Mineral Resources and Energy Minister Gwede Mantashe said on Thursday that the mining sector will be allowed to gradually return to operation. He said the department would allow a situation of phasing in the recall of workers to work in mines and deal with the ramping-up of productivity in those mines.

The National Employers Association of South Africa (Neasa) meanwhile pointed out on Wednesday that the Covid-19 Temporary Employee/Employer Relief Scheme (TERS) funding process was proving to be a constant source of frustration for employers.

Businesses who can’t afford to pay full salaries during the lockdown can apply for TERS through the UIF.

“The process has been marred by incorrect information, incomprehensible instructions and a failure by the Department of Employment and Labour (DEL) in terms of service delivery,” Neasa said in a letter to its members.

“The DEL has also issued e-mail correspondence stating that, due to the high volume of applications received via mail, the system is not able to verify if the documents are in the correct format.
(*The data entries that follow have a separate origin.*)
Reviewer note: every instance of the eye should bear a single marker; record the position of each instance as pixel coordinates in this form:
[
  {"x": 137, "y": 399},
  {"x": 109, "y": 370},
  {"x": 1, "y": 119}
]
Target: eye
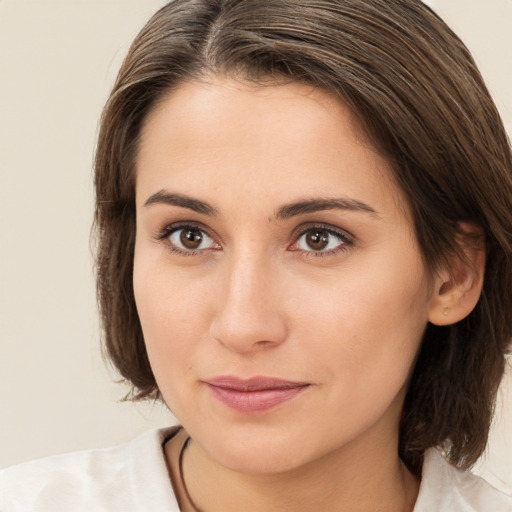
[
  {"x": 188, "y": 239},
  {"x": 321, "y": 240}
]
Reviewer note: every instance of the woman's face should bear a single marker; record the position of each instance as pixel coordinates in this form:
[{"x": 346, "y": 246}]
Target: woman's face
[{"x": 279, "y": 284}]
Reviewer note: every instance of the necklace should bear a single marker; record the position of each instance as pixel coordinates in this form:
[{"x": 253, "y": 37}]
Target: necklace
[{"x": 184, "y": 485}]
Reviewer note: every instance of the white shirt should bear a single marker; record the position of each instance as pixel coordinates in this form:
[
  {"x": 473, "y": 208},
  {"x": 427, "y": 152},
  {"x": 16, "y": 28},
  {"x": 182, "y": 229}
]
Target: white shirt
[{"x": 133, "y": 477}]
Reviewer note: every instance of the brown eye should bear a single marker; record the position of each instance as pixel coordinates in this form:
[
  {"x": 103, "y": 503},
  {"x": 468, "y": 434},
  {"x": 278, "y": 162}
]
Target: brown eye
[
  {"x": 317, "y": 240},
  {"x": 321, "y": 240},
  {"x": 191, "y": 238}
]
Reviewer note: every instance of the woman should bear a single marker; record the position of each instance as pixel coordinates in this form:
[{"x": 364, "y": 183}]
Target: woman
[{"x": 304, "y": 227}]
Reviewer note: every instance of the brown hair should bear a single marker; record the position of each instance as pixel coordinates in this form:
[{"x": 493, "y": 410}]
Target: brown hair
[{"x": 419, "y": 96}]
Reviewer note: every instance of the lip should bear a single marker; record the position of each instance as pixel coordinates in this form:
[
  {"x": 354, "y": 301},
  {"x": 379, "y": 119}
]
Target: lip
[{"x": 254, "y": 395}]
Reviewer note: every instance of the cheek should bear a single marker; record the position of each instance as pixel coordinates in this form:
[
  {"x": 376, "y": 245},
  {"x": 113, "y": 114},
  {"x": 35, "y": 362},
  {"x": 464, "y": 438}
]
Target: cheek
[
  {"x": 173, "y": 313},
  {"x": 366, "y": 325}
]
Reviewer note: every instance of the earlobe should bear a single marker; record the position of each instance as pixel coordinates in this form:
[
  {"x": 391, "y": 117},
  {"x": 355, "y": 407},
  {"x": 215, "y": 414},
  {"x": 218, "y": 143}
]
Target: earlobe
[{"x": 457, "y": 287}]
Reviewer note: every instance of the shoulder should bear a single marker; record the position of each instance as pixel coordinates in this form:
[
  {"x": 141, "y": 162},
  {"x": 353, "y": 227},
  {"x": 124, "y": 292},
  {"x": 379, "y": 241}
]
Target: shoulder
[
  {"x": 444, "y": 488},
  {"x": 129, "y": 477}
]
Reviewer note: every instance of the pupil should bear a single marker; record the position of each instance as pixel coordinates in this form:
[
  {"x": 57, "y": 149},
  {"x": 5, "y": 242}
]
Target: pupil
[
  {"x": 191, "y": 238},
  {"x": 317, "y": 240}
]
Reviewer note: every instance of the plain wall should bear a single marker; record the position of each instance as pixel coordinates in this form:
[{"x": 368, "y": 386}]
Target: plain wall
[{"x": 58, "y": 60}]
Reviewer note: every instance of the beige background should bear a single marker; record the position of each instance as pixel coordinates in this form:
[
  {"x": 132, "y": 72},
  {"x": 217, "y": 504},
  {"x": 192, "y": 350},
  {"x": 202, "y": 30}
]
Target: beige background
[{"x": 58, "y": 59}]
Employers are therefore advised to confirm that the format is correct and resubmit the application.

“The department has now launched an online application portal for employers to utilise, apparently over and above the e-mail process.”

The association indicated that it had addressed a letter to the Minister of Employment and Labour to resolve the issues with the application process as a matter of extreme urgency.

According to reports, by Wednesday last week, some 27 000 companies had applied for the coronavirus benefit which will be paid out by the UIF.. Payments were expected to start this week.